Jan Markmann hat sein Smartphone wieder.

Köln – Jan Markmann war auf der Suche nach einer neuen Jeans, als in der Umkleidekabine von H&M das Malheur passierte: Der Software-Entwickler hatte dort nicht nur einen Stapel Hosen liegenlassen, die ihm nicht gefielen, sondern auch sein Smartphone. Doch der 33-Jährige blieb gelassen, denn er wusste, was passieren würde: Wenige Stunden später ging zu Hause auf seinem Rechner die erste Mail von seinem Handyanbieter ein und zeigte ihm an, dass sein Telefon geortet wurde.

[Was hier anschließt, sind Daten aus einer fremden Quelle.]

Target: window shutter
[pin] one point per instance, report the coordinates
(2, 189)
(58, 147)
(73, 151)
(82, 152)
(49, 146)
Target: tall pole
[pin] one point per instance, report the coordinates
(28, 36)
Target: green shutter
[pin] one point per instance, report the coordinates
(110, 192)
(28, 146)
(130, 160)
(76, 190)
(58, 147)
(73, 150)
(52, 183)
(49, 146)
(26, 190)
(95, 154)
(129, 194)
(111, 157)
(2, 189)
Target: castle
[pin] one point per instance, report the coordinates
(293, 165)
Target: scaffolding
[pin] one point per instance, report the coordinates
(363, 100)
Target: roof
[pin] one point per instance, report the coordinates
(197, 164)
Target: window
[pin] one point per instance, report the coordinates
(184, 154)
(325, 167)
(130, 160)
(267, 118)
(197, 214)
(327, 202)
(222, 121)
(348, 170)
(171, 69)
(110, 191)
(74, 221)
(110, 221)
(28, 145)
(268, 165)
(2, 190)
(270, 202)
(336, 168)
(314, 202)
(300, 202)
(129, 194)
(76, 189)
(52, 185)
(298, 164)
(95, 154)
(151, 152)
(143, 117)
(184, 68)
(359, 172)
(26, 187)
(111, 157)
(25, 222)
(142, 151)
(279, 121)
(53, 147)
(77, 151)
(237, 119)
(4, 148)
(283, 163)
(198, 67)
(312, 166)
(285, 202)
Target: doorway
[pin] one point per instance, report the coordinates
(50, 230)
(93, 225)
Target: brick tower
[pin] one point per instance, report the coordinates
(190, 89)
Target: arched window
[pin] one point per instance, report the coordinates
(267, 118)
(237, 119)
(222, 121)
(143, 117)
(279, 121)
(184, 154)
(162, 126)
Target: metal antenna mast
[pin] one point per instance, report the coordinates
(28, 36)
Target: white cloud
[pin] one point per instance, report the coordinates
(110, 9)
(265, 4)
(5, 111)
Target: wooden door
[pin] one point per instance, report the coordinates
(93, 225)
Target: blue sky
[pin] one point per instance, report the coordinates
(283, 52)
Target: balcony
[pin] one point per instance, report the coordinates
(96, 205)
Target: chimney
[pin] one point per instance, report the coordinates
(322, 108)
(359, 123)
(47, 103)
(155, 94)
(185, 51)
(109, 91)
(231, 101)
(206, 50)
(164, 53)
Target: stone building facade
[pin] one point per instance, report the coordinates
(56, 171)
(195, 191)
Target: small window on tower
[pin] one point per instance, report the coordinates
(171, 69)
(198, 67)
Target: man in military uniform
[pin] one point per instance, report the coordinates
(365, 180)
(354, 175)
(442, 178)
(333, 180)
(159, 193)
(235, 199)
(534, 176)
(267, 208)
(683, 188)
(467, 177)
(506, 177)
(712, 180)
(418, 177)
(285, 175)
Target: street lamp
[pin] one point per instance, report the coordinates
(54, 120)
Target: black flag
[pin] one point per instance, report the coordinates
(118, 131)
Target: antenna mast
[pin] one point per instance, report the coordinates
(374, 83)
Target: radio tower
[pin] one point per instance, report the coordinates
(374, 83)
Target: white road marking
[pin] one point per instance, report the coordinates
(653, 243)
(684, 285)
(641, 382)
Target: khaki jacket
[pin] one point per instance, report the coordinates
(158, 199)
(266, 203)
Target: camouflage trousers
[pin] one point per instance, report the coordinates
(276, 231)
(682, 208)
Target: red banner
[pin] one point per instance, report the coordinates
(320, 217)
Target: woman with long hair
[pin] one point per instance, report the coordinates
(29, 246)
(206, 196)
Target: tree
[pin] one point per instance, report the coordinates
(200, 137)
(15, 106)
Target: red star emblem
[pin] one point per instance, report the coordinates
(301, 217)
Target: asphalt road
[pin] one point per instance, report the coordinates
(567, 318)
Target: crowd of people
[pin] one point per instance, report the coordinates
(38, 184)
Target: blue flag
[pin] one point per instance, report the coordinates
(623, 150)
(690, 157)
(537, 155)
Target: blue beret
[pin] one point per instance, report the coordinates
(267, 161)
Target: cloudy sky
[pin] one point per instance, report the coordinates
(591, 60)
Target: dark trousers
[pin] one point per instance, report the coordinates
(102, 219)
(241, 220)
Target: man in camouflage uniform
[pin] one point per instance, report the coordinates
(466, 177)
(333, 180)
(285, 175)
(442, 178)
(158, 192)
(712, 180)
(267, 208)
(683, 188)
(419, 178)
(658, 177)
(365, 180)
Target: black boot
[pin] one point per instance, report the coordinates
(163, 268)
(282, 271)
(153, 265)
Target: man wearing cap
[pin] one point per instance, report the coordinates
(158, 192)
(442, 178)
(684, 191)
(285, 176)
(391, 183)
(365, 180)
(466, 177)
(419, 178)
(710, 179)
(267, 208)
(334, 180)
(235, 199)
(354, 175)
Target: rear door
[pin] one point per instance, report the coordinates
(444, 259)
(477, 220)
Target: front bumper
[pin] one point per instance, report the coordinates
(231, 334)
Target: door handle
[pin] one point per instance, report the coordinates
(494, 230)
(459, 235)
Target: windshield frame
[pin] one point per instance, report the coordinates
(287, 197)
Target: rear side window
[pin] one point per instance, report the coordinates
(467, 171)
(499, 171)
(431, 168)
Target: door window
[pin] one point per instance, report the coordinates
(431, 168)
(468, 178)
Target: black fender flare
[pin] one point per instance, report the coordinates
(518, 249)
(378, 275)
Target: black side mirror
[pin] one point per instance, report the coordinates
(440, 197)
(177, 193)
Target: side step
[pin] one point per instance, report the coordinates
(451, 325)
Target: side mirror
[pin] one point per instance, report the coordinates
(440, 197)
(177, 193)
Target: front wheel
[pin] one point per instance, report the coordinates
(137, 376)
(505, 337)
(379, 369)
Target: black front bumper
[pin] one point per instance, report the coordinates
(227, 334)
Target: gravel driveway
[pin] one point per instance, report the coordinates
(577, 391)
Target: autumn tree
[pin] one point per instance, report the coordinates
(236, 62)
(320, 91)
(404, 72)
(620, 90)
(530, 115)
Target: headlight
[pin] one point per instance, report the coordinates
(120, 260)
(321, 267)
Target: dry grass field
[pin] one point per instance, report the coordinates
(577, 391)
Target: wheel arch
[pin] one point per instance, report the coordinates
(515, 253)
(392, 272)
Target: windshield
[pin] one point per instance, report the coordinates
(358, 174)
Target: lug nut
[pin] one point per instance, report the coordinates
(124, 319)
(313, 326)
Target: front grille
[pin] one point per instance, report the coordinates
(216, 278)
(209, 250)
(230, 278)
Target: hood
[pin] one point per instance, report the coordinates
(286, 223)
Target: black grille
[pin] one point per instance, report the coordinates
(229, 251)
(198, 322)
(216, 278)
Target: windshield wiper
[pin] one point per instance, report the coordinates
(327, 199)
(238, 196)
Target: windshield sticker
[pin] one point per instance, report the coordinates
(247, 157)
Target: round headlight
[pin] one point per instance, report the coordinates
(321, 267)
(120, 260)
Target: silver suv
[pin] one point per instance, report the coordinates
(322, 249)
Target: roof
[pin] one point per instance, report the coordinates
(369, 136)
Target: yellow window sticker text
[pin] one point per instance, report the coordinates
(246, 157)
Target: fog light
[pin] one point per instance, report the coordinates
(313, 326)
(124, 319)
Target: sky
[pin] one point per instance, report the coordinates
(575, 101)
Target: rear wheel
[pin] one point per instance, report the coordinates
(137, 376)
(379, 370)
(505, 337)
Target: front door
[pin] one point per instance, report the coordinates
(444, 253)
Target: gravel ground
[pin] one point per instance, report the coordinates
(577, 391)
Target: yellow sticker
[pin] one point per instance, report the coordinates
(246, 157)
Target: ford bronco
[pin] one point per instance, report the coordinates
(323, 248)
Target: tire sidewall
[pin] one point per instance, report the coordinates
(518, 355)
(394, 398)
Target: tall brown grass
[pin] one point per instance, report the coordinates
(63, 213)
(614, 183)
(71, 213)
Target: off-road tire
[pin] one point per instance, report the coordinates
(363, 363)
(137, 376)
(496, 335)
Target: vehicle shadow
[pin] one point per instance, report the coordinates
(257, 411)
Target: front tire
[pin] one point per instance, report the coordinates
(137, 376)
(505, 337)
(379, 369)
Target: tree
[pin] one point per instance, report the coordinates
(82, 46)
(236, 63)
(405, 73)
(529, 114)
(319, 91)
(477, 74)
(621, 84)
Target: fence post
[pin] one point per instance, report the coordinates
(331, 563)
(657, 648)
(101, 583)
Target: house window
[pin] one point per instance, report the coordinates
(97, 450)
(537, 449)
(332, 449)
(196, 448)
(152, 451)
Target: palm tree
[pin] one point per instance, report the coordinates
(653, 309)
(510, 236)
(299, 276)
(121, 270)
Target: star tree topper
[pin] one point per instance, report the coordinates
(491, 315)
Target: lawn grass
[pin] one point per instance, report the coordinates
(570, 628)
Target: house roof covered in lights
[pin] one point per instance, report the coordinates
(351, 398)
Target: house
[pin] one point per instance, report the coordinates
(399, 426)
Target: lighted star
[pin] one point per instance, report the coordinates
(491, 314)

Weil der Fachmann in Sachen neue Technologien sich damit aber längst nicht zufrieden gab, hatte er sich schon vor langer Zeit eine Spezial-Software heruntergeladen, mit deren Hilfe potenzielle Langfinger nicht nur geortet, sondern auch gleich mit Hilfe eines Selbstporträts, eines so genannten Selfies, festgehalten werden. „Derjenige, der den falschen Pin-Code eingibt, wird im selben Moment automatisch fotografiert,“ erklärte Markmann nicht ohne Stolz im Zeugenstand des Amtsgerichts das Prozedere des Sicherheitsprogramms. „Ich bekomme pro Tag mindestens zwei Selfies von mir, weil ich mich so oft vertippe“, fügte er schmunzelnd hinzu. Vor Gericht wurde am Donnerstag gegen den vermeintlichen Übeltäter wegen Fundunterschlagung verhandelt.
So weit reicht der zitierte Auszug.